Devant les chefs d’Etat et de gouvernements des 54 pays-membres de l’Union africaine (UA), Laurent Lamothe, le Premier ministre haïtien, s’est voulu convainquant : la perspective d’adhésion à l’UA est une porte d’entrée dans le 21è siècle pour Haïti et une ouverture sur l’Amérique pour tous les Africains. Depuis un certain temps déjà, le gouvernement du président Michel Martelly n’a pas ménagé ses efforts pour se rapprocher de l’Afrique.
Les Haïtiens souhaitent notamment développer des coopérations et des partenariats stratégiques avec différents pays du continent. Certaines doivent débuter dans les prochains mois, comme la coopération entre Haïti et le Sénégal, qui portera sur un partenariat technique dans les domaines de la pêche et de l’enseignement supérieur. L'Afrique du Sud a annoncé qu’elle apportera son savoir-faire pour évaluer les richesses minières en Haïti.

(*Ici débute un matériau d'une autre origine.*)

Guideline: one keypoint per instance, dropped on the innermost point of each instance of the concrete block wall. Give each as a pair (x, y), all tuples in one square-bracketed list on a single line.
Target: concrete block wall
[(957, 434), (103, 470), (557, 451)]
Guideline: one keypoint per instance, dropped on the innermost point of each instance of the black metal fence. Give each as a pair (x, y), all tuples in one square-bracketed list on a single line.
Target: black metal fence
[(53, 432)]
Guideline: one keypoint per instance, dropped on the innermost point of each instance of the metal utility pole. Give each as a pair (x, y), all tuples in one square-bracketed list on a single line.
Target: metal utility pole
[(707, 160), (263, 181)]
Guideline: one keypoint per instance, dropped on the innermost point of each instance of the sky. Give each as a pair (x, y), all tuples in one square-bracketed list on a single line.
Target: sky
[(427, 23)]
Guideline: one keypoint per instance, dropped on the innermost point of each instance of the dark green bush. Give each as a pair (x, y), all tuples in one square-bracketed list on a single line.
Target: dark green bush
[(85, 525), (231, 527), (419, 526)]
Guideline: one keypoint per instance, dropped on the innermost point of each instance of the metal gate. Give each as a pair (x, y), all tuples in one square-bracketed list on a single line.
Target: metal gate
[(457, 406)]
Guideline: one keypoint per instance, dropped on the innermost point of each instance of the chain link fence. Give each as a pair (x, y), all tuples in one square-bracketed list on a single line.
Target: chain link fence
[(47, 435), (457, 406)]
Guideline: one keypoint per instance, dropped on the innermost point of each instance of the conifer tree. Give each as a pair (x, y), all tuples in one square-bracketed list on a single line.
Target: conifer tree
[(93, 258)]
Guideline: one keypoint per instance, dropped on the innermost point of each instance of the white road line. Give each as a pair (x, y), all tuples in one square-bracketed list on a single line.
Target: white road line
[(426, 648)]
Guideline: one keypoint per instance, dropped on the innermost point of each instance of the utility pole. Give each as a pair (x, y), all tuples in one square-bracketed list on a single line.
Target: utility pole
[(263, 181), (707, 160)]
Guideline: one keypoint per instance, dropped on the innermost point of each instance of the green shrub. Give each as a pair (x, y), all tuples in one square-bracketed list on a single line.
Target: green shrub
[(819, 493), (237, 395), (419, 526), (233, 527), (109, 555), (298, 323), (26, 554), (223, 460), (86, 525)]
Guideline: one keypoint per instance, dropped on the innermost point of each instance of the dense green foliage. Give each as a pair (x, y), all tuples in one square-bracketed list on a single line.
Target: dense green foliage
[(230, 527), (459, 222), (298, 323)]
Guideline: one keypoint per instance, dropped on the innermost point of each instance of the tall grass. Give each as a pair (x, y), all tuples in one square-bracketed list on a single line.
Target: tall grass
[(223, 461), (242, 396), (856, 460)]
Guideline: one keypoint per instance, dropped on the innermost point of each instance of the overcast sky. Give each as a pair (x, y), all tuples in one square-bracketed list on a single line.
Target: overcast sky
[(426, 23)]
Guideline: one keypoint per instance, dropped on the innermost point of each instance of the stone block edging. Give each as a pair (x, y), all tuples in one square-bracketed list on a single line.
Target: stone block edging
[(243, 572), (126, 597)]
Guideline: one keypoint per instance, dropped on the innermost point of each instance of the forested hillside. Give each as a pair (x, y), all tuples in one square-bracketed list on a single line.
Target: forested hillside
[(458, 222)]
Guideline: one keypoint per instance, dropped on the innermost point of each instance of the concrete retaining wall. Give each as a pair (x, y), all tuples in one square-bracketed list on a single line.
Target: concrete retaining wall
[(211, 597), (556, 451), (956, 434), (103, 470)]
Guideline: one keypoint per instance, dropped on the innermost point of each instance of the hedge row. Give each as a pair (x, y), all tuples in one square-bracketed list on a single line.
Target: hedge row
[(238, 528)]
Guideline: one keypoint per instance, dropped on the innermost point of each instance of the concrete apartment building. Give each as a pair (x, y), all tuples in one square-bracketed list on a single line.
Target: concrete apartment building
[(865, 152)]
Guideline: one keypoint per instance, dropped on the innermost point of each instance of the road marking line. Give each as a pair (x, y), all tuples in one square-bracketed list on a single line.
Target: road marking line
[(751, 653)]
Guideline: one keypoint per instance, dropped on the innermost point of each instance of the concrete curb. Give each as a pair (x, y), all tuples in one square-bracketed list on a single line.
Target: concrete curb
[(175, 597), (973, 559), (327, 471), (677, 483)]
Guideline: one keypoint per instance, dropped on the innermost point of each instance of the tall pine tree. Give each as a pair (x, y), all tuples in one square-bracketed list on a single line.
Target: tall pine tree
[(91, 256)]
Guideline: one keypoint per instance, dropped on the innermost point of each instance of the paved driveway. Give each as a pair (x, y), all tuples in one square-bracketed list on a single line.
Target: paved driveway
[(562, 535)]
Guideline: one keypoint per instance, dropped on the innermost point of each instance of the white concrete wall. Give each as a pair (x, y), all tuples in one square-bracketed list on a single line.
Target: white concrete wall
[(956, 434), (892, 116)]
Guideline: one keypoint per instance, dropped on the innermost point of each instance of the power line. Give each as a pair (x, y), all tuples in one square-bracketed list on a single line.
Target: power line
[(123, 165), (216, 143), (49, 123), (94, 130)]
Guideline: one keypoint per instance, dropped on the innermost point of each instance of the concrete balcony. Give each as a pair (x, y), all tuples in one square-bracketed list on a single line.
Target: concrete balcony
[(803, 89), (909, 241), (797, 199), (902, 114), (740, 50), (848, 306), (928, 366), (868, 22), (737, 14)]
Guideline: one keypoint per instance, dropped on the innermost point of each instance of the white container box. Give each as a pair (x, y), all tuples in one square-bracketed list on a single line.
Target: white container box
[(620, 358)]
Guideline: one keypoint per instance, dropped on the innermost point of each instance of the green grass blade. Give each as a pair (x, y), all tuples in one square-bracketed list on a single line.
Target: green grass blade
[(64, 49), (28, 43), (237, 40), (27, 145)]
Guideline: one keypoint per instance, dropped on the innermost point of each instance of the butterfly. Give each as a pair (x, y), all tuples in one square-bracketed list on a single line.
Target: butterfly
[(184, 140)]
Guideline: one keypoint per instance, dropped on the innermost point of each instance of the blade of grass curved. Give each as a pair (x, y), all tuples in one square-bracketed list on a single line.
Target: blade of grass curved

Avec l'Ethiopie, Port-au-Prince aimerait lancer une coopération dans le secteur de l'agriculture.
Le retour d’Haïti sur la scène internationale
D’autres partenariats existent déjà, comme celui lancé en 2013 entre Haïti et la Côte d'Ivoire dans le secteur de la police, avec comme objectif de lutter contre la cybercriminalité et la piraterie maritime. Ces quelques exemples montrent les échanges existants ou à venir, échanges entre un savoir-faire africain dont pourraient s’inspirer les autorités haïtiennes et des expériences faites en Haïti qui pourraient servir en Afrique. Telle semble être en tout cas l’ambition du gouvernement de Port-au-Prince.

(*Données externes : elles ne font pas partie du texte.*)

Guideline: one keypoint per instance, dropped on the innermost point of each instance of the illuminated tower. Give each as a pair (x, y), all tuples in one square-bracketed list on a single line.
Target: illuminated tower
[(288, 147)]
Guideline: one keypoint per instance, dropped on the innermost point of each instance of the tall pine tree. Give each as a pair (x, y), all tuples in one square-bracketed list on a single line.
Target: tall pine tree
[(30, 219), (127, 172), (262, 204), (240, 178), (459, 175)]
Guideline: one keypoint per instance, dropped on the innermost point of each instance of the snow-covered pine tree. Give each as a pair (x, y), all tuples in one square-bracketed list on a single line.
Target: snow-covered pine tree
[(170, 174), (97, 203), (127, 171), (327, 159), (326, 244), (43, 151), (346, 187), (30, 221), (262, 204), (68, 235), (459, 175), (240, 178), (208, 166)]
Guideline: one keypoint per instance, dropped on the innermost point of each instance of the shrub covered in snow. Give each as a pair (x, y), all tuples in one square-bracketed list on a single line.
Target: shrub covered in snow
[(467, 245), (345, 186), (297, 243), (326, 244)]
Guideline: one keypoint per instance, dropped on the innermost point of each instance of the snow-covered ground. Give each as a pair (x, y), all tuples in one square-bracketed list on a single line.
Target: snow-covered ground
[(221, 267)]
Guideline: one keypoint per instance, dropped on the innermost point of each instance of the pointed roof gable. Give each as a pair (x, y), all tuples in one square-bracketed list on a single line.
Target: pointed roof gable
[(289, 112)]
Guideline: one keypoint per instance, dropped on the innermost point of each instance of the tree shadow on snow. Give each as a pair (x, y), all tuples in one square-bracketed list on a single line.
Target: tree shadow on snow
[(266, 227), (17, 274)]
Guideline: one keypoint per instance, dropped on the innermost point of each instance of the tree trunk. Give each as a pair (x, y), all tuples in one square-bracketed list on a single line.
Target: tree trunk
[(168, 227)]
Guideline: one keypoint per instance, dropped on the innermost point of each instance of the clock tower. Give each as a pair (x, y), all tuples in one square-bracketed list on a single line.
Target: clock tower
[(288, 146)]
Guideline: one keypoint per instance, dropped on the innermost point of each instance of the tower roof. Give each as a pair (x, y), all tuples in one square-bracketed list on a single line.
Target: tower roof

Mais l’un des objectifs les plus importants du président haïtien est d’imposer de nouveau Haïti sur la scène internationale. Pour ce faire, Michel Martelly compte beaucoup sur les organisations régionales et continentales. Le chef de l’Etat ne cesse de répéter que le renforcement de la coopération Sud-Sud figure parmi les priorités de sa politique étrangère. Dans les faits, cela se traduit par exemple par la demande d’Haïti, il y a deux ans, d’intégrer l'Alliance bolivarienne pour les Amériques, l'Alba, fondée par l'ancien président vénézuélien Hugo Chavez. L’Alba, l’Union africaine, pour Haïti, autant de portes d'entrée éventuelles sur la scène internationale.
Membre associé depuis 2012
La démarche d’Haïti d’adhérer à l’UA ne date cependant pas d’aujourd’hui. En 2012, Haïti a d'abord été admis comme pays observateur avant de devenir, quelques mois plus tard, membre associé de l’Organisation. Mais depuis ce temps, le statut d'Haïti au sein de l’UA n'a pas évolué. Ce qui a amené le gouvernement de Port-au-Prince, en la personne de Laurent Lamothe, à relancer la demande d’Haïti de devenir maintenant membre à part entière de l'UA lors du dernier sommet à Addis-Abeba.
Une requête qui ne semble pas gagnée d’avance, tout d’abord pour des questions de procédure. Pour qu’Haïti puisse adhérer pleinement à l'UA, il faudrait que l'Organisation révise son acte constitutif qui, pour l'instant, limite les pays-membres à ceux du continent africain. Ensuite, s’il est vrai qu’Haïti a toujours joui d'une image très positive auprès des pays d'Afrique, certains se posent quand même la question de savoir si Haïti est oui ou non un pays africain tout comme eux.
« Haïti, c'est l'Afrique dans la Caraïbe »
Pour les en persuader, Laurent Lamothe, lors de son discours au sommet de l'Union africaine, a dit cette phrase qui a fait couler beaucoup d'encre : « Haïti, c'est l'Afrique dans la Caraïbe ». Les Haïtiens sont dans leur immense majorité les descendants d'anciens esclaves, enlevés de force de leur pays natal en terre africaine pour être exploités dans la colonie française de Saint-Domingue jusqu'à la révolution et la création de la première république noire du monde en 1804.
Laurent Lamothe n’a d’ailleurs pas hésité à affirmer que tous les Haïtiens étaient « des Africains dans leurs âmes, dans leurs cœurs et dans leurs mœurs ». Néanmoins, il n'est pas sûr que l'histoire forte qui lie Haïti et les Haïtiens au continent africain suffise à leur ouvrir la porte de l'UA. Haïti n'est pas non plus le seul Etat qui compte de nombreux descendants d'anciens esclaves africains.